Interface SupportsBucketing


@PublicEvolving public interface SupportsBucketing
Enables to write bucketed data into a DynamicTableSink.

Buckets enable load balancing in an external storage system by splitting data into disjoint subsets. These subsets group rows with potentially "infinite" keyspace into smaller and more manageable chunks that allow for efficient parallel processing.

Bucketing depends heavily on the semantics of the underlying connector. However, a user can influence the bucketing behavior by specifying the number of buckets, the bucketing algorithm, and (if the algorithm allows it) the columns which are used for target bucket calculation.

All bucketing components (i.e. bucket number, distribution algorithm, bucket key columns) are optional from a SQL syntax perspective. This ability interface defines which algorithms (listAlgorithms()) are effectively supported and whether a bucket count is mandatory (requiresBucketCount()). The planner will perform necessary validation checks.

Given the following SQL statements:


 -- Example 1
 CREATE TABLE MyTable (uid BIGINT, name STRING) DISTRIBUTED BY HASH(uid) INTO 4 BUCKETS;

 -- Example 2
 CREATE TABLE MyTable (uid BIGINT, name STRING) DISTRIBUTED BY (uid) INTO 4 BUCKETS;

 -- Example 3
 CREATE TABLE MyTable (uid BIGINT, name STRING) DISTRIBUTED BY (uid);

 -- Example 4
 CREATE TABLE MyTable (uid BIGINT, name STRING) DISTRIBUTED INTO 4 BUCKETS;
 

Example 1 declares a hash function on a fixed number of 4 buckets (i.e.

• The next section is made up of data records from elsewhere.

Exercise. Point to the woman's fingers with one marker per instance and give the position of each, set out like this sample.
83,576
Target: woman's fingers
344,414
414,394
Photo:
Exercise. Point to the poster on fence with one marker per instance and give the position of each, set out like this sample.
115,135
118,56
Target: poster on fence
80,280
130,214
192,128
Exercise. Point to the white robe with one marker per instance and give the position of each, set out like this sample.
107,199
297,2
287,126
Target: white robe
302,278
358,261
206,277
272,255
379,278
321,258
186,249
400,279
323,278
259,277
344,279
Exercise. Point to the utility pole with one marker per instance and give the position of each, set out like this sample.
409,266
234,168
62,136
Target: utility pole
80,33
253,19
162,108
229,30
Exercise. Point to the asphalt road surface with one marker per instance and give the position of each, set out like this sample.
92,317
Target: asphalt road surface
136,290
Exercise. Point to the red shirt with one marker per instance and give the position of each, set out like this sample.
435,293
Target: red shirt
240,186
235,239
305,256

HASH(uid) % 4 = target bucket). Example 2 leaves the selection of an algorithm up to the connector, represented as TableDistribution.Kind.UNKNOWN. Additionally, Example 3 leaves the number of buckets up to the connector. In contrast, Example 4 only defines the number of buckets.

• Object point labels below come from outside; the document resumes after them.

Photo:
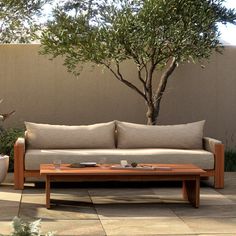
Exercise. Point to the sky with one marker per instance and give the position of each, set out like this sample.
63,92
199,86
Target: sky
228,32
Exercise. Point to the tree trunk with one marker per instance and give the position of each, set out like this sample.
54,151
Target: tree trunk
150,115
154,107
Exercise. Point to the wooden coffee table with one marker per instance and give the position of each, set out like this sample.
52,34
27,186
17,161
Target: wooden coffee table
187,173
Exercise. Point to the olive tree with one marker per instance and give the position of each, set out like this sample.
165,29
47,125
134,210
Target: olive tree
157,35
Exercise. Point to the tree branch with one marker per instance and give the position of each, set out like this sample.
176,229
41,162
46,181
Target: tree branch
119,76
163,81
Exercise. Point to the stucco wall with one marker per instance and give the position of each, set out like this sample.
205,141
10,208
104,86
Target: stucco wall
42,91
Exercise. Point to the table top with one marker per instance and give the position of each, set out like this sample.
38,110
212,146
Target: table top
106,169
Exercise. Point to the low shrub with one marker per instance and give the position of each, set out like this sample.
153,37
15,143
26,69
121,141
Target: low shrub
230,160
25,228
7,140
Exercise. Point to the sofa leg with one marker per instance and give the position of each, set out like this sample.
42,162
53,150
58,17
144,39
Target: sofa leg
219,166
18,183
18,167
219,180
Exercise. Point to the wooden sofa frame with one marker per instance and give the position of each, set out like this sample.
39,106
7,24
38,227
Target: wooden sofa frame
209,144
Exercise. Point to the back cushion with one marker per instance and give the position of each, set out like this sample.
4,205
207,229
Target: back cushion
184,136
40,136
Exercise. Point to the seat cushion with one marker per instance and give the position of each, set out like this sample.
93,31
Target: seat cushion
201,158
65,136
183,136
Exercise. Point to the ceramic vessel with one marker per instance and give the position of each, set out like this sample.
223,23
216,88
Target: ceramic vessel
4,163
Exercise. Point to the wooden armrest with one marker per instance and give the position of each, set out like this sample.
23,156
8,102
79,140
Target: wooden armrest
209,144
216,147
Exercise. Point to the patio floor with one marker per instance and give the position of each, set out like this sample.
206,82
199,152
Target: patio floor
129,210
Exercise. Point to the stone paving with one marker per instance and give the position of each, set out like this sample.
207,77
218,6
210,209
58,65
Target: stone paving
130,210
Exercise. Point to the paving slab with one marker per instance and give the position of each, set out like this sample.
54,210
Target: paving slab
74,227
212,225
124,195
66,204
204,211
133,211
5,227
163,225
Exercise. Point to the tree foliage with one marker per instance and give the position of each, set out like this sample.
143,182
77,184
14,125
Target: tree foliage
154,34
18,18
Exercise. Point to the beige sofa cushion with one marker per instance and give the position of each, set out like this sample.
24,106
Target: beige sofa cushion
201,158
62,136
185,136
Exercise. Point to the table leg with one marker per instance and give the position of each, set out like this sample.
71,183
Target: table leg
191,191
48,183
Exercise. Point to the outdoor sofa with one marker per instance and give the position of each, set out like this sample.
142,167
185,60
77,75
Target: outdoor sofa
114,141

A sink can implement both SupportsPartitioning and SupportsBucketing. Conceptually, a partition can be seen as kind of "directory" whereas buckets correspond to "files" per directory. Partitioning splits the data on a small, human-readable keyspace (e.g. by year or by geographical region). This enables efficient selection via equality, inequality, or ranges due to knowledge about existing partitions. Bucketing operates within partitions on a potentially large and infinite keyspace.

See Also:
  • Method Details

    • listAlgorithms

      Set<TableDistribution.Kind> listAlgorithms()
      Returns the set of supported bucketing algorithms.

      The set must be non-empty. Otherwise, the planner will throw an error during validation.

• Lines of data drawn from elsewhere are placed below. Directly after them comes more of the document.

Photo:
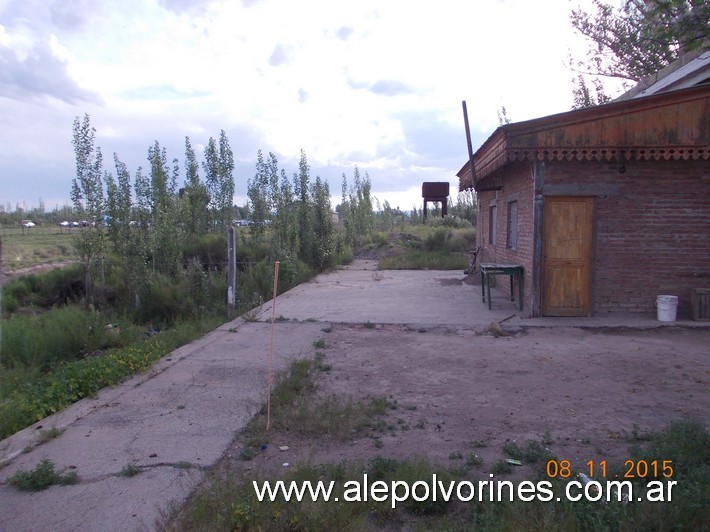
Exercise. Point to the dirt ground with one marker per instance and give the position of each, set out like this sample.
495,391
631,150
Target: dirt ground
588,394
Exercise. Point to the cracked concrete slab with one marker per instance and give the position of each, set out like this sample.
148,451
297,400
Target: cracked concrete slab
172,423
187,408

      If specifying an algorithm is optional, this set must include TableDistribution.Kind.UNKNOWN.

    • requiresBucketCount

      boolean requiresBucketCount()
      Returns whether the DynamicTableSink requires a bucket count.

      If this method returns true, the DynamicTableSink will require a bucket count.

      If this method return false, the DynamicTableSink may or may not consider the provided bucket count.